Int J Womens Health. 2024 Feb 27;16:309-321. doi: 10.2147/IJWH.S442357. eCollection 2024.
Current medical treatment options for endometriosis associated pains are inadequate. Evidence on effects of nonsteroidal anti-inflammatory drugs is scarce. Around one third of patients are not responsive to oral contraceptives or progestins due to progesterone resistance. Gonadotropin-releasing hormone (GnRH) agonists can only be used for a short duration because of associated side effects. Oral GnRH antagonists, including elagolix, relugolix, and linzagolix allow oral administration, induce dose dependent reduction of estradiol levels, do not cause initial flare up of endometriosis symptoms, and allow the fast return of ovarian function and menstruation after discontinuation. Elagolix at a low dose of 150 mg once daily, or the higher dose of 200 mg twice daily, significantly increased the proportion of women achieving clinically meaningful decline of dysmenorrhea, noncyclic pelvic pain, and dyspareunia. Relugolix at an oral dose of 40 mg/day results in improvement in different forms of endometriosis related pelvic pain, with an efficacy and side effect profile similar to that of GnRH agonists. Adding 1 mg of estradiol and 0.5 mg of norethindrone to 40 mg of relugolix (relugolix combination therapy) allows extension of treatment to 24 weeks with maintained efficacy and an improved side effect profile. Linzagolix, in a dose of 75 mg/day, can be used alone to treat endometriosis associated pain. For severe pelvic pain and dyspareunia, linzagolix can be used in a high dose of 200 mg/day with hormonal add-back therapy to preserve bone health.
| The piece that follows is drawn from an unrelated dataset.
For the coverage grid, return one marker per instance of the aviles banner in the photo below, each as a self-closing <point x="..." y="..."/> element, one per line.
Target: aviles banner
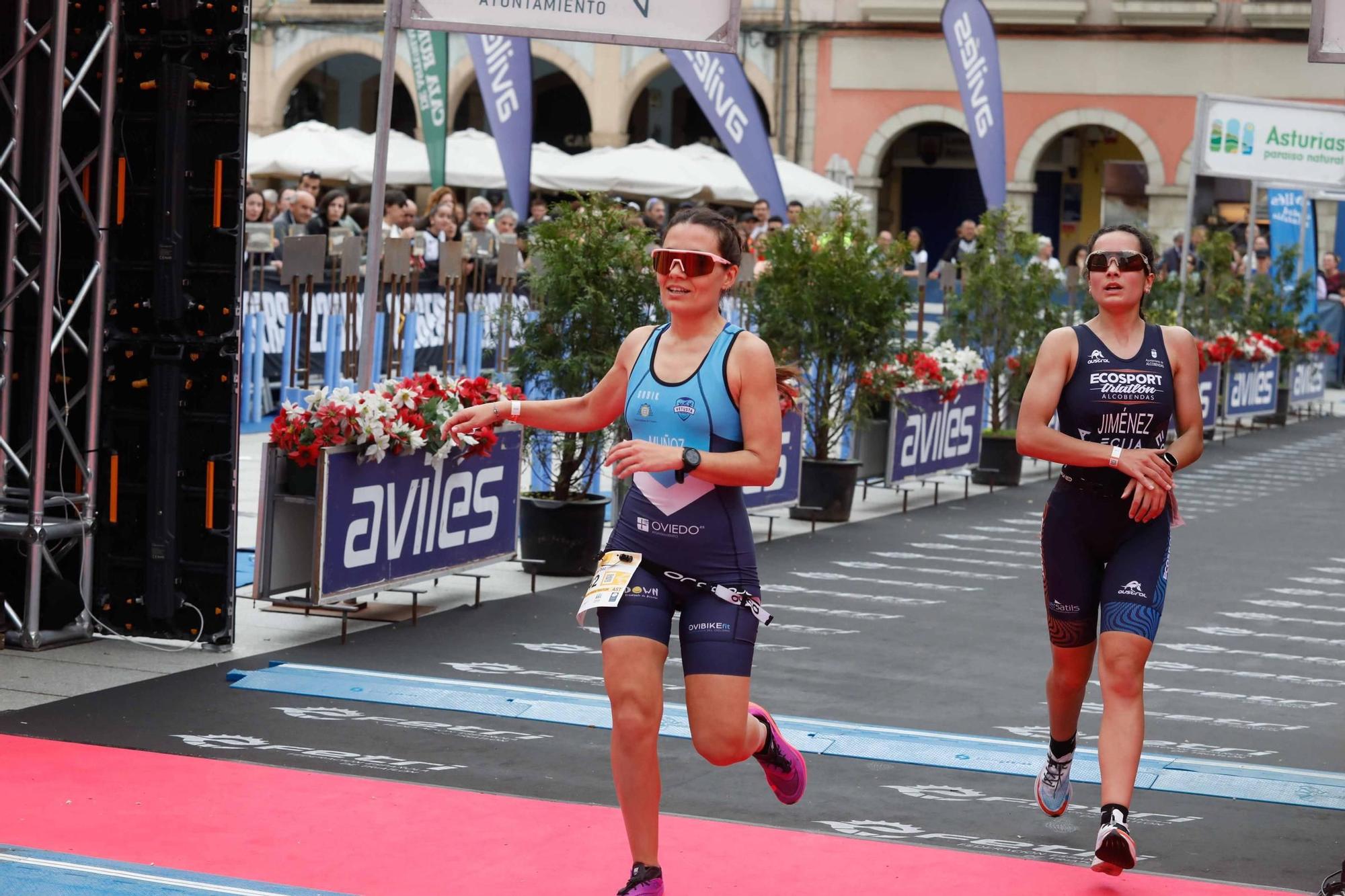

目前针对子宫内膜异位症相关疼痛的医学治疗方案并不完善。关于非甾体抗炎药疗效的证据稀少。由于存在孕激素抵抗,约三分之一的患者对口服避孕药或孕激素无反应。促性腺激素释放激素(GnRH)激动剂由于相关副作用,只能短期使用。口服GnRH拮抗剂,包括艾拉戈利克斯、瑞卢戈利克斯和林唑利克斯,可口服给药,能使雌二醇水平呈剂量依赖性降低,不会引发子宫内膜异位症症状的初始发作,停药后卵巢功能和月经可快速恢复。低剂量(每日一次150毫克)或高剂量(每日两次200毫克)的艾拉戈利克斯能显著提高痛经、非周期性盆腔疼痛和性交困难症状得到临床意义上缓解的女性比例。口服剂量为每日40毫克的瑞卢戈利克斯可改善不同形式的子宫内膜异位症相关盆腔疼痛,其疗效和副作用与GnRH激动剂相似。在40毫克瑞卢戈利克斯中添加1毫克雌二醇和0.5毫克炔诺酮(瑞卢戈利克斯联合疗法)可将治疗延长至24周,疗效维持且副作用有所改善。每日剂量为75毫克的林唑利克斯可单独用于治疗子宫内膜异位症相关疼痛。对于严重的盆腔疼痛和性交困难,林唑利克斯可采用每日200毫克的高剂量并联合激素补充疗法以维护骨骼健康。